Recommendations of a coroner's jury investigating the April 27, 2001, tour bus accident near Sussex.

Install device on buses that alerts drivers when doors and windows tampered with or opened.

Seat-belts installed and enforced.

Rumble strips and flashing lights where speed reduction is considerable.

Rest periods for bus drivers in berth areas or off-vehicle sleeping accommodations.

Public awareness campaign to educate drivers on dangers of driving while tired.

Safety checks on windows and doors carried out at all rest stops and marked in drivers' log books.
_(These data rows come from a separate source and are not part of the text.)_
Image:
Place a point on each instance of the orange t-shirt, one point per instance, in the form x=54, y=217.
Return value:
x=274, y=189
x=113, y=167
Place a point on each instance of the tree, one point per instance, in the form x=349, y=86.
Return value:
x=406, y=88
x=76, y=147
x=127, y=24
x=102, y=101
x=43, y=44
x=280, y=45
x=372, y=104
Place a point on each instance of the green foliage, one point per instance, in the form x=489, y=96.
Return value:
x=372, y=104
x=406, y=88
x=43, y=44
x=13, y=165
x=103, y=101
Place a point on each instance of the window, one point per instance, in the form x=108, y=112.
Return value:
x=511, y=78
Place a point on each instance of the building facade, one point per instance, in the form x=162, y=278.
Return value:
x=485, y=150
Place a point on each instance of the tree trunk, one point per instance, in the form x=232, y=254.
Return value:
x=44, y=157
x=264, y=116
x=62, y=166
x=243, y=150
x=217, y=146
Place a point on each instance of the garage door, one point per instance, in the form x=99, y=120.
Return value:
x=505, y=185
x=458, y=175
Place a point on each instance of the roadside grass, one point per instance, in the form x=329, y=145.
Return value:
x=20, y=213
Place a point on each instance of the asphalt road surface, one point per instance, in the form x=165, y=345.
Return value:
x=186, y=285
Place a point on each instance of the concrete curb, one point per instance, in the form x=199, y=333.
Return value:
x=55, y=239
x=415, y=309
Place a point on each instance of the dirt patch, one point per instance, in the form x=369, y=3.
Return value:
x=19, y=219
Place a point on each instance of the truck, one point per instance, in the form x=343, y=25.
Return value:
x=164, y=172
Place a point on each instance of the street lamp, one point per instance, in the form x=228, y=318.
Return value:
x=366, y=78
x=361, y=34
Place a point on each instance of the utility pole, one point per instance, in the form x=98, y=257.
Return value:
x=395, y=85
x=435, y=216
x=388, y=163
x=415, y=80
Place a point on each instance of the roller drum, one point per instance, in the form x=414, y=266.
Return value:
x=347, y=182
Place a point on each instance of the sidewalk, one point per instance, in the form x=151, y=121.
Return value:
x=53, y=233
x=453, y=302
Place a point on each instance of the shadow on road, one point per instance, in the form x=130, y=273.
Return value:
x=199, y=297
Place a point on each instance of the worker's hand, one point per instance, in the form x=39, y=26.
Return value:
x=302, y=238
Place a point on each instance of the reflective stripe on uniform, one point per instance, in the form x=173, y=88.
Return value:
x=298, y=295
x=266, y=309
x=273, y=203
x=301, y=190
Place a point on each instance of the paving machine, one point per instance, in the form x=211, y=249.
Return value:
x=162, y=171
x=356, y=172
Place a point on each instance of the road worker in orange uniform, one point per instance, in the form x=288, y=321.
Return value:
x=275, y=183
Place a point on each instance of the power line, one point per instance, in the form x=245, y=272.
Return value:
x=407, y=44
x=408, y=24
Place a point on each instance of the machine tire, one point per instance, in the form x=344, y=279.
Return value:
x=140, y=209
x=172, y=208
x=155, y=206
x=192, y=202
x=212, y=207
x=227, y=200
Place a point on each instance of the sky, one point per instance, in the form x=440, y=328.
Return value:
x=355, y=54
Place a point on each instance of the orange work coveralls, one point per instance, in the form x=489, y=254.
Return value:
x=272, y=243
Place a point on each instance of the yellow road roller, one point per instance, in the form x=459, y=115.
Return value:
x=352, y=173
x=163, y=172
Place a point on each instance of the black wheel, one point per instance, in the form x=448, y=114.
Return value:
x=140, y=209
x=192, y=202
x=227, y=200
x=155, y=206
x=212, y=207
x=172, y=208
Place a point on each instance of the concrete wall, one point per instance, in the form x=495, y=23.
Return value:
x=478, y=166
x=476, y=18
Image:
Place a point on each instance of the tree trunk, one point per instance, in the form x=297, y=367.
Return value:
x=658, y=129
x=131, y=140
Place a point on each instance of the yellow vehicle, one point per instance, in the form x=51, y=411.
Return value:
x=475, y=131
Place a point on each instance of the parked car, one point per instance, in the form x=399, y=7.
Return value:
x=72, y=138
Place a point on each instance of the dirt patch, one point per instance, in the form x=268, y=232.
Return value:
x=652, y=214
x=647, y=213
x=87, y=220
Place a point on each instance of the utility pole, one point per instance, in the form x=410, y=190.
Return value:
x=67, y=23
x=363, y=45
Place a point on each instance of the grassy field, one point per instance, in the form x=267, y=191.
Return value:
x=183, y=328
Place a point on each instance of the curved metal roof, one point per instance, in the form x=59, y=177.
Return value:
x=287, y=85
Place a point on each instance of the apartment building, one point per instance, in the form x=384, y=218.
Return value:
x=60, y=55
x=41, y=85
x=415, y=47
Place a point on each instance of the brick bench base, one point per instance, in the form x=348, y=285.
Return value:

Rules and safety procedures reviewed in advance with those in charge of trip. Drivers should review rules and safety procedures with passengers.The teacher in charge of the school trip that ended in the Sussex bus crash last year doesn't think seat-belt legislation will increase tour bus safety.

Roy Miller called the six recommendations made Thursday by a coroner's jury in Sussex "pretty reasonable." But Mr. Miller, who is school band director at Oak Hill Middle School in Newton, Mass., doesn't think their proposal to make seat- belt use mandatory in motor coaches would work with teens.

"If you had a chaperone in the aisle at every seat, then you could possibly enforce seat-belts on a bus with kids," he said. Otherwise, "I think it unlikely that kids would leave their seat-belts on for the duration of a long trip."

Mr. Miller commented at the conclusion of a four-day inquest into the deaths of Stephen Glidden, 12, Kayla Rosenberg, 13, Gregory Chan, 13, and Melissa Leung, 14. They were among 42 school band members and six chaperones travelling to a music festival in Halifax, N.S., when their bus took a wrong exit ramp at Sussex, skidded from the pavement and spilled on its side.

The four fatal victims were crushed beneath the side of the careening bus when the force of the crash threw them through a partly unlatched window.

The jury also recommended that motor coaches be equipped with devices that would alert the driver whenever a door, window or emergency hatch has been opened or tampered with.

The panel also wants rumble strips and flashing yellow lights to become the standard "where speed reduction is considerable" on highways.

Chief among their recommendations was a public awareness campaign to teach drivers about the dangers of driving while tired, and that cross-country drivers have mandatory rest periods either off the bus or in a separate sleeping berth aboard the vehicle.

The province's chief coroner will notify the agencies responsible for these changes, and in her annual report would review the progress of each agency in responding to the recommendations, deputy chief coroner Heather Harrison said.

"So, there is a public accountability, to see what has been done with them," she aid.

But Public Safety Minister Margaret-Ann Blaney said seat-belt laws for motor coaches would be Ottawa's job, not the province's.

Transport Canada's has jurisdiction over motor coaches, and the National Safety Act regulates what manufactures build into these buses, she said.

"I think what we need to do now is sit down and have a look at the recommendations and see where there is a fit for us provincially and where there is a fit for us to interact with national organizations and the federal government."

As for a publicity campaign on the dangers of fatigue, she said she would have to review what safety campaigns the province already has underway.

Paul Ram said that when his Diamond Coach bought its first charter bus, the vendor told him that seat-belts had been taken out of Canadian buses after some passengers were trapped in a coach fire. But he favours revisiting the seat- belt issue.

"If anything can save lives, I am for that."

A separate sleeping compartment for the alternate driver may be a rare, but Mr. Ram says he knows it can be done, because he's done it.

For several chartered bus trips he ran to Florida last year, he built a plywood bunk room at the back of the coach to house the spare driver.

"The driver can close the door, and it is like a separate sleeping room." The door has to be kept shut if the driver is to get his sleep while en route, he said.

"Even if it is a bunk bed, if people are sitting there and they are talking and watching TV or listening to music or whatever they are doing, it has to be separate quarters."